Charles Nisbet (January 21, 1736 – January 18, 1804) was a Scottish-American academic and churchman, and the first Principal of Dickinson College.

==Early life and education==
Charles Nisbet was born in Haddington, Scotland, on January 21, 1736, the son of William Nisbet (physician) and Alison Hepburn. His father was a schoolteacher at Long Yester near Haddington, East Lothian, Scotland. By 1754, Charles Nisbet had completed studies at both the High School and the University of Edinburgh and had entered Divinity Hall to prepare for the ministry.

== Career ==
He was licensed by the Presbytery of Edinburgh on September 24, 1760. On May 17, 1764, he was ordained to the parish church of Montrose. Nisbet was an outspoken evangelical and sympathiser with the American Revolution. Anti-Catholic in his view, he was questioned after the Gordon Riots.

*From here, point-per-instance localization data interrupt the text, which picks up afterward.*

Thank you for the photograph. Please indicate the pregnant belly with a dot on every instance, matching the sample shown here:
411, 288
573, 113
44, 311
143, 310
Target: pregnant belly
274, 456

Nisbet's old friend John Witherspoon was the head of Princeton College; and the college in 1783 awarded Nisbet the honorary degree of Doctor of Divinity. This caused the Trustees of Dickinson College to turn their attention to him for the new institution in Carlisle, Pennsylvania. Persuaded by Benjamin Rush and John Dickinson, Nisbet accepted the position and sailed from Greenock with his family on April 23, 1785. They arrived in Philadelphia on June 9, and in Carlisle on July 4, where the town greeted them. In the height of a humid Pennsylvania summer, the entire family fell ill with a fever. Given Carlisle's muddy frontier appearance and weather, Nisbet seriously considered returning to Scotland, but was persuaded to remain.

Nisbet was unanimously re-elected as principal on May 9, 1786. For the following eighteen years, his efforts to build the new institution were untiring.

== Death ==
On New Year's Day, 1804 he contracted a cold, which progressed to pneumonia. Nisbet died in Carlisle two and a half weeks later on January 18, 1804. At the funeral a sermon was preached and a Latin ode to his memory was given. A monument was erected to his memory by his son Alexander.

==Personal life==
In 1766, Nisbet married Anne Tweedie. The Nisbets had four children: Thomas, Mary, Alison (1773) and Alexander (1777). His son Alexander Nisbet born 1777 was a founding member of the St Andrews Society of Baltimore in 1806.